Хотя и раньше я чувствовал себя грешным, но лишь теперь, видя твое усердное служение, я понял, сколь тяжки мои грехи. Я нанёс Господу такую обиду, что недостоин ни быть среди Его избранных, ни освободиться от земных забот, если только твои слёзы и молитвы не помогут мне получить прощение грехов.
Я раскрываю перед тобой душу и вверяю её тебе, как Иисус на кресте вверял Себя Отцу…»
Клара отложила письмо и задумалась: «Ответственность за другого человека? Обязанность? Что же это значит?»
Но сейчас у неё не было времени размышлять об этом: звон колокольчика в часовне звал её на молитву.
Матушка
Община увеличивалась. Жизнь бедных сестёр, как повсюду звали сестёр Клары, представлялась счастливой не только тем, кто наблюдал за ними со стороны, но прежде всего самим монахиням. Они действительно были счастливы в бедности, труде, любви друг к другу и созерцании. Это было заметно.
Однажды в 1221 году в монастырские ворота постучал богато одетый господин. За руку он держал девочку с выбивавшимися из-под голубого бархатного берета кудрями. Она была одета в зелёное платье, доходившее до середины икр, и ярко-жёлтые туфельки. Девочка напоминала птичку с ярким оперением, подвижную, сверкающую круглыми чёрными глазками, в которых пряталось любопытство.
Едва стукнул молоточек, окошко отворилось, и в нём показалось лицо привратницы.
– Что вам угодно, сударь? – спросила она.

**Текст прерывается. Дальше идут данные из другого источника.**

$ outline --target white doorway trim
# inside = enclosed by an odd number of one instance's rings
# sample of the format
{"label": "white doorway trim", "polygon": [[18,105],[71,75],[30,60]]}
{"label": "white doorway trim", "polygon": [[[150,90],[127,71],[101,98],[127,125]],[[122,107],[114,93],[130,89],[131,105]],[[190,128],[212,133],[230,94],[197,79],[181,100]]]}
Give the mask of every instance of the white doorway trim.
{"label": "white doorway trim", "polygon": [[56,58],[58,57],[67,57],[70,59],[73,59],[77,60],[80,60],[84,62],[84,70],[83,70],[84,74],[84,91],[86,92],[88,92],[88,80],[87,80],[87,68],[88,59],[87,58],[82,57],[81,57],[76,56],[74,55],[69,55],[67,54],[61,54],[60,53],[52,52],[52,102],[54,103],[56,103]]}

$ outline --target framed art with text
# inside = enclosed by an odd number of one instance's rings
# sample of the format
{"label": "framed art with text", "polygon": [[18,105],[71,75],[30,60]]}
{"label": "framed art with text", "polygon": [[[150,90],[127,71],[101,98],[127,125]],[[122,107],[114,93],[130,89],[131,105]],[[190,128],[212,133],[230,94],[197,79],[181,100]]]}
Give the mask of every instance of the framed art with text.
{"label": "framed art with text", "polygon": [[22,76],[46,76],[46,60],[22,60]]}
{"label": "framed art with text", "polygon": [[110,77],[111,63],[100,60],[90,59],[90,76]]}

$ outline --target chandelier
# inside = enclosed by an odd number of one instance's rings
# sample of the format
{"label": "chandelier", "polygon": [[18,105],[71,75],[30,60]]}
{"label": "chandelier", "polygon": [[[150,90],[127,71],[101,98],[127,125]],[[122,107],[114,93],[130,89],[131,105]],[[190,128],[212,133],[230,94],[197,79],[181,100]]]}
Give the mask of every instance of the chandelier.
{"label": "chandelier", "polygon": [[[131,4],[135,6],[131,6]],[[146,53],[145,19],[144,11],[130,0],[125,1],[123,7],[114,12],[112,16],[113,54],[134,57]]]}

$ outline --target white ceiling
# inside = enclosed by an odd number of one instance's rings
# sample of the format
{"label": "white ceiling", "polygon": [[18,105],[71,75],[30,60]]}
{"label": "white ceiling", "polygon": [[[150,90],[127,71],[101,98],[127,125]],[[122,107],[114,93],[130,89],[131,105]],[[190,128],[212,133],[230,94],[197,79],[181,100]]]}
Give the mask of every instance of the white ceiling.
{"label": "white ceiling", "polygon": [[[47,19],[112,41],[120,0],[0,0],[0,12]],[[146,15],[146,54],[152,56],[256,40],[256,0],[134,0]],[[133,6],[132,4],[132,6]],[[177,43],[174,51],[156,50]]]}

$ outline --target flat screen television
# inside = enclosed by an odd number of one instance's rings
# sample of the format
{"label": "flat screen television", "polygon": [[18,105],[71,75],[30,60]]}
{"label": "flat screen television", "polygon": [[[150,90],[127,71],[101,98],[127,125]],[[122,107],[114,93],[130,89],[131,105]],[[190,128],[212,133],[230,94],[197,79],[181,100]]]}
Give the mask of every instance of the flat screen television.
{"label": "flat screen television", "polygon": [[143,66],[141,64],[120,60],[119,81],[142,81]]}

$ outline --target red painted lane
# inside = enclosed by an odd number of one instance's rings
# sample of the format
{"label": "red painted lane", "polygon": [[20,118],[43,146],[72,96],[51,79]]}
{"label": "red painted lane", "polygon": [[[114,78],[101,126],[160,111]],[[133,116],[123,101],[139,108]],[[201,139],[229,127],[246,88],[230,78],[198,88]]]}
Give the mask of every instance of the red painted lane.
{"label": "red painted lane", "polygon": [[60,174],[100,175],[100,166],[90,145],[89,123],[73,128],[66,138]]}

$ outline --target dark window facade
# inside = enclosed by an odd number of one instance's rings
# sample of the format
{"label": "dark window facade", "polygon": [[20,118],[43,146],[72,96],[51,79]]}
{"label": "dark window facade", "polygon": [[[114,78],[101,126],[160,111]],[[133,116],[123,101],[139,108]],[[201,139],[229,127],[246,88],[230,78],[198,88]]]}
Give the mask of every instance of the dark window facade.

– Я Опортуло ди Бернардо, подеста Ассизи[6]. Я привёл к вам мою дочь Агнессу. Возьмите её к себе. Мать её умерла. Кто воспитает девочку так, чтобы она не чувствовала себя сиротой? Люди говорят о вас как о святых. Возьмите мою девочку и позаботьтесь о ней, как это сделала бы мать.

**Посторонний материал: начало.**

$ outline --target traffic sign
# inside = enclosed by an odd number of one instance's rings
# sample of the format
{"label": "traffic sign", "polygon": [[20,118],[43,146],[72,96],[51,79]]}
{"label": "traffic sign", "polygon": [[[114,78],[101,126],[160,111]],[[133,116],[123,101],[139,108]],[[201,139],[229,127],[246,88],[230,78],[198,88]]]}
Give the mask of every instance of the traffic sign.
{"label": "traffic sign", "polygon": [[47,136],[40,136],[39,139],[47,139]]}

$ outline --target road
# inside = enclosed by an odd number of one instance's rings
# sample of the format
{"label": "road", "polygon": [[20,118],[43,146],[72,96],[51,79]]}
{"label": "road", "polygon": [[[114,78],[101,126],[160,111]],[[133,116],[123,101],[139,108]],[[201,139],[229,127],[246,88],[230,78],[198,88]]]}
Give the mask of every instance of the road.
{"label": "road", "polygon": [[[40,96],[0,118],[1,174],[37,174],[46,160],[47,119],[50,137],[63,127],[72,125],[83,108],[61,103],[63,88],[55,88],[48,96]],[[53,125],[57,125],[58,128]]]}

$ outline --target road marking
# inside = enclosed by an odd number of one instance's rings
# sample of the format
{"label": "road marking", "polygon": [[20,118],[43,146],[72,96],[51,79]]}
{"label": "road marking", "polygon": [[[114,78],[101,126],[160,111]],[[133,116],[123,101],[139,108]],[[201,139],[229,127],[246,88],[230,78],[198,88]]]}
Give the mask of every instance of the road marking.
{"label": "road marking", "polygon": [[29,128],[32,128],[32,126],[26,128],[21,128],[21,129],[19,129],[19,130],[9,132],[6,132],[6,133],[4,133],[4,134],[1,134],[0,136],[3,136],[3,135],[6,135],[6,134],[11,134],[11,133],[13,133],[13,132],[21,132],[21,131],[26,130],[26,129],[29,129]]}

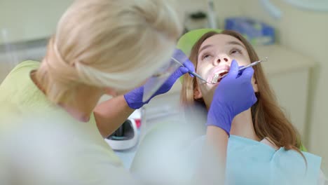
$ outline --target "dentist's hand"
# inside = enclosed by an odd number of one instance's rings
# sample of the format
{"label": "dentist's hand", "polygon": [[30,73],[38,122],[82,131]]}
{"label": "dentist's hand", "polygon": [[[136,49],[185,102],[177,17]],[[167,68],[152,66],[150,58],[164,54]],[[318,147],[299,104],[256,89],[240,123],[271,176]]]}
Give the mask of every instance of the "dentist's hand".
{"label": "dentist's hand", "polygon": [[183,63],[184,67],[179,67],[146,102],[142,102],[144,86],[137,88],[124,95],[125,101],[131,109],[137,109],[142,107],[144,104],[147,104],[153,97],[169,91],[180,76],[189,71],[195,71],[195,67],[193,63],[181,50],[175,49],[172,57],[181,63]]}
{"label": "dentist's hand", "polygon": [[233,60],[228,75],[215,90],[207,114],[206,125],[219,127],[228,135],[233,118],[257,101],[252,85],[254,69],[249,67],[238,74],[238,69]]}

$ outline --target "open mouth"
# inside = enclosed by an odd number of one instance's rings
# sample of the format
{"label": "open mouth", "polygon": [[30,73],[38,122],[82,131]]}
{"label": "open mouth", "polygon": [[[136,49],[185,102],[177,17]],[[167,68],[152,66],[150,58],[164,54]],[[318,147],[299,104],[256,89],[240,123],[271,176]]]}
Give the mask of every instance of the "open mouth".
{"label": "open mouth", "polygon": [[211,83],[217,83],[220,82],[221,80],[222,79],[221,77],[225,75],[226,74],[228,74],[228,70],[222,70],[222,71],[215,73],[213,77],[212,78]]}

К калитке подошла Клара. Она посмотрела на девочку и ласково улыбнулась. Она тотчас же отперла двери. Мужчина наклонился, поцеловал дочурку в лоб и сунул её маленькую ручку в протянутую сухощавую ладонь Клары. Ворота захлопнулись.
В первую минуту Агнесса не поняла, что происходит, а поняв, расплакалась. Она стояла в каменном коридоре, заливаясь плачем, и кричала:
– Отец! Отец!
Сердца обеих сестёр сжались, на лицах появилась печаль. Они понимали страдания ребёнка, внезапно вырванного из знакомого мира. Клара встала на колени, чтобы стать ниже ростом и оказаться ближе к девочке. Она нежно гладила её мокрые от слёз щёки, волосы, руки.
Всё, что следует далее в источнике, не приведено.